Jennifer Simonson/MPR News

U.S. Rep. Keith Ellison (D-Minn.) says he thinks Pope Francis's condemnation this week of the evils of unfettered capitalism will help focus attention on the needs of the poor and vulnerable.

Earlier this week Ellison attended a rally to call attention to the struggle of people who do not earn living wages.

Ellison said he thinks the pope's decision to put the issue of poverty front and center could have significant implications in the effort to improve conditions for the poor.

• Related: Pope ramps up charity office to be near poor, sick

"I think that Pope Francis' comments will change the debate because this is a moral issue," Ellison said. "This is an issue of right and it is an issue of wrong, so when the Pope says it, other folks have got to listen. Of course, Catholics will listen, but a lot of other folks will listen, too."

Jorge Mario Bergoglio
In this 2008 photo, then-Cardinal Jorge Mario Bergoglio, second from left, travels on the subway in Buenos Aires, Argentina. Bergoglio, who is now Pope Francis, was known for taking the subway and mingling with the poor of Buenos Aires. As pope, he is redefining the Catholic Church's mission toward and with the poor.
Pablo Leguizamon / AP

Ellison also said he thinks other leaders will follow the pope's lead in embracing the plight of the poor.
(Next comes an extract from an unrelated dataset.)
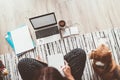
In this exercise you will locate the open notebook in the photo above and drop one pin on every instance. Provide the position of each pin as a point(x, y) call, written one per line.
point(70, 31)
point(20, 39)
"I just belive that this is a call from a leading religious leader in our world," Ellison said. "It's a signal to other religious leaders to say, look, you know, the faith community — Muslim, Christian, Jewish, Hindu, Buddhist — you name it, no faith at all, have got to come together and make the moral call for better wages and better benefits for working people."

Pope Francis tackled the issue of poverty in the first lengthy writing of his papacy, challenging assumptions that policies that help the wealthy trickle down to also help the poor. The pope says that opinion "expresses a crude and naive trust in the goodness of those wielding economic power."